Today, I - your Constable - turn 32 years old. This sucks. I'm afraid that I'm getting too old to blog, in addition to my penchant for yelling at the television, thinking about wearing earplugs to concerts, and the necessity of the nose-hair trimmer (which sounds like a weed eater when I use it twice a week).
So let's run down the best Age 32 seasons in baseball history:
1. Easy. Babe Ruth, 1927. Ruth hit 60 homers with a .356/.486/.772 slash line. 17 of his 60 homers came in September. He led the AL in homers (obviously), runs (158), walks (137), OBP (.486), SLG (.772), OPS (1.258), and OPS+ (225). Generally considered to be the best player on the greatest baseball team in history (the Yankees went 110-44, and swept the Pirates in the World Series).
2. Bob Gibson, 1968. One of the all-time great pitching seasons, all around. But Bob Gibson went 22-9 for the Cardinals, with a 1.12 ERA/0.85 WHIP, and 268 strikeouts (all NL-bests). He threw 13 shutouts, and had a 258 ERA+ - better than any other 32-year old pitcher. Gibson only allowed 5.8 hits/9, and gave up just 11 homers all season, good enough for 0.3 HR/9 innings - the best of his career, and topped 300 IP (304.2) for the first time. They lost the World Series in seven games, which Gibson lost Game 7, but he did go 2-1 (all three starts were complete games) in the '68 World Series with a 1.67 ERA/0.82 WHIP.
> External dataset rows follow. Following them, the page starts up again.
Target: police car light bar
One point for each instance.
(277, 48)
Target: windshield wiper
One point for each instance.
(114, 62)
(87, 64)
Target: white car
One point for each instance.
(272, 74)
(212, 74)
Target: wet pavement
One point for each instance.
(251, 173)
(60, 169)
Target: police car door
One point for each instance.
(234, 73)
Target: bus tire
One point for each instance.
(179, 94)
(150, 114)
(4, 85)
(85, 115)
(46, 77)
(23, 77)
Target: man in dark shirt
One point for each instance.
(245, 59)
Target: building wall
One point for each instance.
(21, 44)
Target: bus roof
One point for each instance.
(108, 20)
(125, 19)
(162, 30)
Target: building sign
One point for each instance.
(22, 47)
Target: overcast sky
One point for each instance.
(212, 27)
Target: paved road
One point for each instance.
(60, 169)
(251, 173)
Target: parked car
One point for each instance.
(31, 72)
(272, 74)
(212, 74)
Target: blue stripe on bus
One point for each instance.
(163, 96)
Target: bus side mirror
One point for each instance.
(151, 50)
3. There are undoubtedly better seasons, but I'm bored of the research for this post already, so let's finish up with Craig Biggio, 1998. Led the NL in PA (738) and doubles (51 - 3rd-highest total among 32 year olds). 1998 was also the year he set a career high in average (.325), SLG (.503), with his 2nd-best OPS at .906, and a career-high 50 stolen bases (only caught stealing eight times). Also, he was only hit by pitches 23 times in 1998, down from a career-high of 34 the year prior.